12 MART İSTİKLAL MARŞI’NIN KABULÜ “İSTİKLAL MARŞI VE MEHMET AKİF”

Sayın Kaymakamım, Sayın Komutanım, Sayın Belediye Başkanım, Sayın Müdürüm, değerli öğretmen arkadaşlarım ve sevgili öğrenciler,
İstiklal Marşı’nın Türkiye Büyük Millet Meclisi’nde kabul edilişinin 88. yıldönümü için toplanmış bulunuyoruz. İstiklal Marşı’nı anlamak ve anlatmak için onun hangi şartlarda yazıldığını bilmemiz ve onu bur çerçevede değerlendirmemiz gerekmektedir.

İstiklal Savaşının elemli ve buhranlı günlerindeyiz. İzmir gitmiş, Bursa düşmüş, Afyon kaybedilmiş, düşman orduları bin yıllık Türkiye tarihinde ilk defa Türk yurdunun harim-i ismetine sokulmuştur. Türk milleti tarihinin en karanlık günlerini yaşamaktadır. Böyle bir ortamda yazılan İstiklal Marşı “Korkma!” seslenişi ile başlar. Buradaki korku ifadesi sıradan bir korku olmayıp her karış toprağı şehit kanları ile yoğrulmuş aziz vatanımızın kaybedilme endişesinin büyük bir şairin hisli kalbinde terennüm edilmesidir. Bu en olumsuz durumlarda dahi ümitli kalabilmenin bir ifadesidir. Çünkü esaret de ümitsizlik de bize yakışmazdı. Öyle de oldu.

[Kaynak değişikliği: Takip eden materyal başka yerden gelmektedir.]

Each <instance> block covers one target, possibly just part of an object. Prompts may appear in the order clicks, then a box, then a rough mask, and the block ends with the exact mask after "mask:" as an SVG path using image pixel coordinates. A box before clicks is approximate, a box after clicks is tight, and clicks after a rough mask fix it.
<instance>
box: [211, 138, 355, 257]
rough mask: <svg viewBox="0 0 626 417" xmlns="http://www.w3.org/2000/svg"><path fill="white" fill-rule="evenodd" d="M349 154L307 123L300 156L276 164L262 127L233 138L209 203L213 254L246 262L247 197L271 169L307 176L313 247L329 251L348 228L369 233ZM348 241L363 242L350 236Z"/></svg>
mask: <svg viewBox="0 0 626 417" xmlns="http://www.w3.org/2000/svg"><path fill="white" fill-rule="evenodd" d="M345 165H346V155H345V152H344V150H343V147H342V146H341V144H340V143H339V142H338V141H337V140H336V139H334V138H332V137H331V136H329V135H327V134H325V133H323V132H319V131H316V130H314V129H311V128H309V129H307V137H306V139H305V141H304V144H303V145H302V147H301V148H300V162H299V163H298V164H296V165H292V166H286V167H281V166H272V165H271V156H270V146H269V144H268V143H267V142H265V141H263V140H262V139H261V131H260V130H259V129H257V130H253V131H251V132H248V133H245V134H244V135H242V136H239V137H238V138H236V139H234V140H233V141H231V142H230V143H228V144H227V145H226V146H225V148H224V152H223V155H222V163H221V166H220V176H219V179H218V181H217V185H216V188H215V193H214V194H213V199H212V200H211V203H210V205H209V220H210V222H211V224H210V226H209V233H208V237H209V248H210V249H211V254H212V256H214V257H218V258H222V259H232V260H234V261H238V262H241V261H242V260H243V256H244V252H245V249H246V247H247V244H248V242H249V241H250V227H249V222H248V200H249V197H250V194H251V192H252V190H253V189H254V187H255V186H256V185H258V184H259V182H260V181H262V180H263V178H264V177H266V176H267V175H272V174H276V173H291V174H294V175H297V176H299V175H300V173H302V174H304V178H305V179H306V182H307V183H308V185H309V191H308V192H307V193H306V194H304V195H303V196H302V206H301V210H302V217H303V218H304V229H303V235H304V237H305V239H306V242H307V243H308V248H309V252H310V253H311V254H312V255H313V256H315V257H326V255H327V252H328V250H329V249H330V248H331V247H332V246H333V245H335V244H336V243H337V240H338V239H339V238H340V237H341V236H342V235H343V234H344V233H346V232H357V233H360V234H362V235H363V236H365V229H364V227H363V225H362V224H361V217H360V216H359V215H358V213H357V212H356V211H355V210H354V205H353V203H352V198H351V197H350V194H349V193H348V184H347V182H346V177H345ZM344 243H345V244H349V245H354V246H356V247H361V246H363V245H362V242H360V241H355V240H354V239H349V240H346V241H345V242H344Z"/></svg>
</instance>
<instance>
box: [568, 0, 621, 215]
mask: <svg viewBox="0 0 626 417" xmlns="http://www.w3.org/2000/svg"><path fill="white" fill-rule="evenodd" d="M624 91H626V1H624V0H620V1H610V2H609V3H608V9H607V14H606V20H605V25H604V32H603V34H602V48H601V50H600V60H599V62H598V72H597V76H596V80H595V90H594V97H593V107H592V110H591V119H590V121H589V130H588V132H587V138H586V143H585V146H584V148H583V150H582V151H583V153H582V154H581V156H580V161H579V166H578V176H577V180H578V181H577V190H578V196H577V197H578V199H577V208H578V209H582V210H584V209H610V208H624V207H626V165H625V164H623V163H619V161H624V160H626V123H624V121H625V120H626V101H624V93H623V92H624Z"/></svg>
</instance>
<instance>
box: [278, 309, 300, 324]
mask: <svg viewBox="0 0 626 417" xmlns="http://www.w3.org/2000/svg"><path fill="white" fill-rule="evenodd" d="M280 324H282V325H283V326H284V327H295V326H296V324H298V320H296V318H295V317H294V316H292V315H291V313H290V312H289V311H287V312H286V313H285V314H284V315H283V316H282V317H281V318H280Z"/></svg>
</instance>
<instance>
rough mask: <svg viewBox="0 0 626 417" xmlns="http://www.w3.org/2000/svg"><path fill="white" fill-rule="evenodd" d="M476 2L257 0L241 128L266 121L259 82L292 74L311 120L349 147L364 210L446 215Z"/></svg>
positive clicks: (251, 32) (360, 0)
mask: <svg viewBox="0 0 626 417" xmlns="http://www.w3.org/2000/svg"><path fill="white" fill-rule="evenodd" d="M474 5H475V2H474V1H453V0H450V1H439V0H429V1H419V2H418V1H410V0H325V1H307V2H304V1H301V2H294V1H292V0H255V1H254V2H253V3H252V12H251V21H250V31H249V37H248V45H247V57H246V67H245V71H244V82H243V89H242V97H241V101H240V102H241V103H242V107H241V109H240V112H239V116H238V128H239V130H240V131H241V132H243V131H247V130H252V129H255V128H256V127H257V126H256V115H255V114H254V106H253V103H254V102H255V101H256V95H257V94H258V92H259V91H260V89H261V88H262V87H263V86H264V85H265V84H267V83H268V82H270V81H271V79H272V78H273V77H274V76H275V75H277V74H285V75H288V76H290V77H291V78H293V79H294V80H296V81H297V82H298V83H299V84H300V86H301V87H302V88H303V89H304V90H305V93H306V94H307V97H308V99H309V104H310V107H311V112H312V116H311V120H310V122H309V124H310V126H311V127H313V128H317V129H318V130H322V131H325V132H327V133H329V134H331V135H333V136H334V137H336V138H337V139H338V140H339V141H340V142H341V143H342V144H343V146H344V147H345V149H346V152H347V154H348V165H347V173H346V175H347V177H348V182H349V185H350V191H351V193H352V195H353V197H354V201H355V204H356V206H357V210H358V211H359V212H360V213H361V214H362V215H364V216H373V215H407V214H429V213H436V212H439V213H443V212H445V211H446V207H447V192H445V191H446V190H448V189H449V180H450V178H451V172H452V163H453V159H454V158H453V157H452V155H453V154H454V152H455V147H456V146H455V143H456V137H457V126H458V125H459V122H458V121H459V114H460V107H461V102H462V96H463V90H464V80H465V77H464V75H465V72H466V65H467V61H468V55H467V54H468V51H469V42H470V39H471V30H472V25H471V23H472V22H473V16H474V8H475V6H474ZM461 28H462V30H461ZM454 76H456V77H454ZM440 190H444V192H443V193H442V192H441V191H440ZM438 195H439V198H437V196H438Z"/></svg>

Milletimizin hür yaşama azmi ve aşkı Mustafa Kemal gibi eşsiz bir liderin şahsında tecessüm edecek ve bizlere bir ufuk olacaktı. Ezelden beridir hür yaşamış ve bundan sonra da yaşayacak olan milletimiz vatanına ve istiklaline yönelmiş olan bu çılgınca ve hayâsızca saldırılara elbette boyun eğmeyecekti. Medeniyeti yüzlerindeki vahşeti örtmek için bir maske gibi kullanan dönemin süper güçleri en güçlü silahlarıyla yurdumuzu işgale yeltenmişler fakat Türk ordusu çelikleşmiş iradesi ve iman dolu göğsüyle onlara en güzel cevabı vermiştir. Zaten İstiklal Marşımız kahraman ordumuza ithaf edilmiştir. Ama biz biliyoruz ki savaş meydanlarında kazanılan zaferler diğer alanlardaki çalışmalarla taçlandırılmalıdır. Bu hususta bizlere büyük görevler düşmektedir.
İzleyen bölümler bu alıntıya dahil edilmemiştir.